There has been a dramatic change in psychology. Clinics no longer keep people waiting. Casualty departments pride themselves on rapid case assessment. More people means more money - but from the same pot. This new welcoming face in hospital care has meant that GPs are now being pushed to make decisions themselves about rationing.

So what is the answer? The situation is made ever more difficult by astounding advances in medical technology, some of which save money, but most simply gobble up resources faster than ever. Once a treatment is available (and free) the pressures become almost irresistible to use is, especially where it is a matter of "life and death", or where children are involved.
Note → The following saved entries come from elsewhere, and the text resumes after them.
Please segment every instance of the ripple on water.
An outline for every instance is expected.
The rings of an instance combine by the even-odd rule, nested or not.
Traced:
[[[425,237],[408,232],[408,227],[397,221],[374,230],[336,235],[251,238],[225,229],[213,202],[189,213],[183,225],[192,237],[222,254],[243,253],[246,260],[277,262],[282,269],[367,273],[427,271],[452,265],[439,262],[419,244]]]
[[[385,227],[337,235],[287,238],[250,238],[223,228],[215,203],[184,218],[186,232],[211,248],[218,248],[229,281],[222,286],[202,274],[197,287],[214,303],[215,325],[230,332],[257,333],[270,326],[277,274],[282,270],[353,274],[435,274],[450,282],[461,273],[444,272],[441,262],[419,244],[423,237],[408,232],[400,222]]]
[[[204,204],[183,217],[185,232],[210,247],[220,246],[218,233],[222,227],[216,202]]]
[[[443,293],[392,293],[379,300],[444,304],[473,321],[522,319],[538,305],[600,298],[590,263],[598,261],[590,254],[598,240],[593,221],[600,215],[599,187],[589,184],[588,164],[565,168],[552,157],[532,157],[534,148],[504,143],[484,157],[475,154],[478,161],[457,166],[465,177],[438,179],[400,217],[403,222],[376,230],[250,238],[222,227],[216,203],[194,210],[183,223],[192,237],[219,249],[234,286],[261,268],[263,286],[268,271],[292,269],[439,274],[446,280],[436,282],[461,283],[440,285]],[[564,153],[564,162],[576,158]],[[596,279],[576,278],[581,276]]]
The slimmest hopes of cure drive doctors and patients alike to ever more exotic approaches. But high-tech medicine is often medicine gone stark raving mad, where those who are ill become dwarfed by tubes, wires and machines in a desperate fight against the inevitable in a culture that seems to see all death as failure.

Rationing has always been with us, and should continue to be. The only alternative is an arbitrary "first come, first served" handout of care packages that will leave the less articulate and most vulnerable at terrible risk of receiving nothing at all. Health care needs managing, and we will all be healthier for it.